Treasury Secretary Henry Paulson issued a solemn warning this week. He said public companies are going private at a record pace because of regulatory burdens like the Sarbanes-Oxley legislation, which could be damaging America's economic standing.
This is utter nonsense. If Paulson thinks public companies are going private because of regulations like Sarbanes-Oxley, he's either naive or doesn't want you to know the truth.
Companies that go private return to the public market within a few years. That's the whole point of these deals. When they go public again, their stock sells at a far higher price than what the equity firm that took them private originally paid for it. So the private partners, along with the CEO and other top executives, make a killing. Why else do you suppose private equity firms are raking in so much money? Why else do you think CEOs have been so eager to do these deals?
Sarbanes-Oxley has absolutely nothing to do with it. That law, remember, was put into place to regain the confidence of investors. Many of them were small investors who got clobbered when CEOs looted their companies by pumping up share prices with false accounting, and then cashing in their stock options before reality caught up. Enron was the tip of a huge iceberg.
That iceberg is still with us. In fact, public companies are restating financial results at a higher pace than ever before. And these aren't technicalities. The Securities and Exchange Commission reported last Friday that more than half these restatements are due to companies misapplying basic accounting rules or having the wrong data to begin with. Without Sarbanes-Oxley, investors would never know the truth.
Paulson says he's worried that Sarbanes-Oxley is causing public companies to go private. He's got it backwards. He ought to be worried about the real reason so many public companies are going private. It amounts to a new kind of CEO looting.
CEOs advise their directors and public shareholders that the private buyout is in the best interests of the company. Then after the public shareholders sell out to the private equity firm, the CEOs stay on. At this point the CEOs typically make fixes -- new products, additional job cuts, new deals with suppliers or distributors -- that increase company profits. The result is to drive share prices sharply up when the company goes public again.

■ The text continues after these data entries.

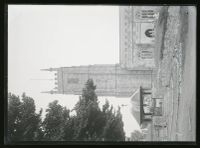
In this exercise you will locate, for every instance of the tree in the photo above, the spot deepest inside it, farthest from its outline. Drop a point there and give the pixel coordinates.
(136, 136)
(93, 124)
(54, 121)
(13, 117)
(23, 122)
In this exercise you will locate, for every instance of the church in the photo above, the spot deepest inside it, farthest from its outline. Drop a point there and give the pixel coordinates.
(133, 75)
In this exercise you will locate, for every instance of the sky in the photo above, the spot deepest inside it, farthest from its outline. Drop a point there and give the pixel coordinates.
(44, 36)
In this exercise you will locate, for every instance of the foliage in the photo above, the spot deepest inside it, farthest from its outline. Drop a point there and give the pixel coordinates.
(89, 124)
(136, 135)
(23, 122)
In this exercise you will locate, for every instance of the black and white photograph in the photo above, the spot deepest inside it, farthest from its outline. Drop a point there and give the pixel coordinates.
(101, 73)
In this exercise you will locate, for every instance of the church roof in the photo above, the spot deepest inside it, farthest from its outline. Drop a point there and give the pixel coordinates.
(135, 101)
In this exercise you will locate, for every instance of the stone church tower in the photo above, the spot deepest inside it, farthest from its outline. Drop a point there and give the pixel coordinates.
(137, 61)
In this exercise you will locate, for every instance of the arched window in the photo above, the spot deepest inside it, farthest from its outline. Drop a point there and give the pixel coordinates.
(149, 33)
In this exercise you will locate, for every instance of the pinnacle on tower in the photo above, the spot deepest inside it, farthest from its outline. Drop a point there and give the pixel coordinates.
(50, 92)
(50, 69)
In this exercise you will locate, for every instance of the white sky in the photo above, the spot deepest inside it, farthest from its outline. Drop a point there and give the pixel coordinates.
(60, 36)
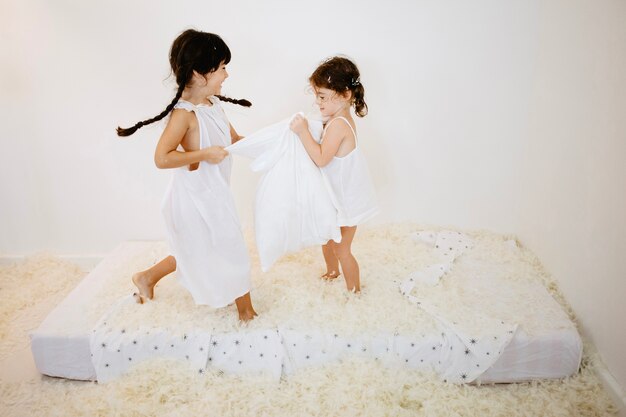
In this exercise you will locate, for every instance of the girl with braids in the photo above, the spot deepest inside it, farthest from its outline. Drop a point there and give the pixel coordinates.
(204, 234)
(337, 86)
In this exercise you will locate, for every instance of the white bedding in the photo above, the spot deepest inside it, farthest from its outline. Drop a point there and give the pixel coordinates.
(545, 343)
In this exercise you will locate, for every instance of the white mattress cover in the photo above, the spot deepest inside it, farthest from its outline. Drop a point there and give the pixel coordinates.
(61, 344)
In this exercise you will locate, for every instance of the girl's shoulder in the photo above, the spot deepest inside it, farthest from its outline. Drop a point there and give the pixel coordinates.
(185, 105)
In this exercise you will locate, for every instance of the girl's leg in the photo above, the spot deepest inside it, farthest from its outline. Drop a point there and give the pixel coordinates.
(146, 280)
(244, 307)
(349, 266)
(332, 263)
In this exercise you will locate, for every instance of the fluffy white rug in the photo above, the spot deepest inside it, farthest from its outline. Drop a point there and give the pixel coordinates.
(355, 387)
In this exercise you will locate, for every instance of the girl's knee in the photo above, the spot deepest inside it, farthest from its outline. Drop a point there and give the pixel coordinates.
(343, 252)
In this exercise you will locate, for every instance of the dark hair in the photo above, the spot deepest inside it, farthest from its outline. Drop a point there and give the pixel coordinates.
(191, 51)
(340, 75)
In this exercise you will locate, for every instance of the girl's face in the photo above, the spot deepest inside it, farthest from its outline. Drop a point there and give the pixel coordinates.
(214, 80)
(330, 102)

Had the CEOs made these fixes before the private equity deal, the original shareholders would have benefited from the increase in the share price. By making the fixes after the deal is done, CEOs and their equity partners take all the booty for themselves.

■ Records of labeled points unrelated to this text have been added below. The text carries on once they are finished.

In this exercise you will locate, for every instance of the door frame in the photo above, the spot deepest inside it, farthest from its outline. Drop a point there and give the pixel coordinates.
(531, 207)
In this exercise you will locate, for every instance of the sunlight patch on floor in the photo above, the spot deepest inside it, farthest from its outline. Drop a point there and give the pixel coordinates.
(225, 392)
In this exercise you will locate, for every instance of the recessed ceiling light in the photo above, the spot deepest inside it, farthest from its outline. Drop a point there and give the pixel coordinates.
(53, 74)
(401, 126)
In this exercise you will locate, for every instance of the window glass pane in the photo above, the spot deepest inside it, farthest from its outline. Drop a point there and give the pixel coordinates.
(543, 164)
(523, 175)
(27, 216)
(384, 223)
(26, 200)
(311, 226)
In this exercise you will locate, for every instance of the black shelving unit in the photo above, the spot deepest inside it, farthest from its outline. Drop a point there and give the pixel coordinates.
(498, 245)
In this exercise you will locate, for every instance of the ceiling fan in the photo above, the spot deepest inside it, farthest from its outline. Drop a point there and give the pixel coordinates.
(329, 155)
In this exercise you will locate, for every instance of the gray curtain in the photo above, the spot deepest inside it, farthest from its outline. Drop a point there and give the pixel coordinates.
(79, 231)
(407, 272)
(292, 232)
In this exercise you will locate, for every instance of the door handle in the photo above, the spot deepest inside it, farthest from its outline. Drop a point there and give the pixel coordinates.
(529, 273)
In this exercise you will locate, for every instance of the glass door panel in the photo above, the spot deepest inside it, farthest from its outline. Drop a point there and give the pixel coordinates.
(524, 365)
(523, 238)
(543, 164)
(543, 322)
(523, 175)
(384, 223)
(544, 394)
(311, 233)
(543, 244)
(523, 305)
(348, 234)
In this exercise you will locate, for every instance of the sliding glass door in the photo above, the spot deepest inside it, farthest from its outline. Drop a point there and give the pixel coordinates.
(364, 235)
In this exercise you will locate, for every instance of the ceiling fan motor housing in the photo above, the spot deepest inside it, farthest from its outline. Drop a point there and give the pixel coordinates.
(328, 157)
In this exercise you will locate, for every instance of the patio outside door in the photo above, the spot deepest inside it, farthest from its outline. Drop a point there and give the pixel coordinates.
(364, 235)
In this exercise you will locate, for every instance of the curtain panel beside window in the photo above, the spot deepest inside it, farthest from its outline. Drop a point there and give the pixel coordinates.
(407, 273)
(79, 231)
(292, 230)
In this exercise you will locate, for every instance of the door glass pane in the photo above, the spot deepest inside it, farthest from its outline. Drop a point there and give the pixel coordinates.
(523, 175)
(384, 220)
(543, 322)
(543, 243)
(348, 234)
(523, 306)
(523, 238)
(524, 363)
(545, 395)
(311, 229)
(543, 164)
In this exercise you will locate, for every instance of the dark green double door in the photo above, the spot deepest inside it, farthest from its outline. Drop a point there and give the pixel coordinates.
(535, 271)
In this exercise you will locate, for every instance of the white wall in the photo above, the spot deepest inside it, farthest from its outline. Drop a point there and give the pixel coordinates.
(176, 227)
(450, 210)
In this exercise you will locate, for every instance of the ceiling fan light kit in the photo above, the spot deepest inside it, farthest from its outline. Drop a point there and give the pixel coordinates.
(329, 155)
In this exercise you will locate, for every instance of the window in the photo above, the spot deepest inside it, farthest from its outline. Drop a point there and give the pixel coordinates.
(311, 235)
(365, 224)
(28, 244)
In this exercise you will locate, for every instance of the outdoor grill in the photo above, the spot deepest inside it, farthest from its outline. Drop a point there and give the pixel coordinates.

It's a scam. CEOs shouldn't be allowed to advise their directors and shareholders that a pending buyout is in their best interests and then make a bundle off the deal. If they give any advice at all, they shouldn't be allowed to remain with the firm after it goes private.
If Paulson wants small investors to stay confident the market isn't rigged against them, he should not seek to weaken Sarbanes-Oxley. To the contrary, he should expand the law to prevent this new form of CEO looting.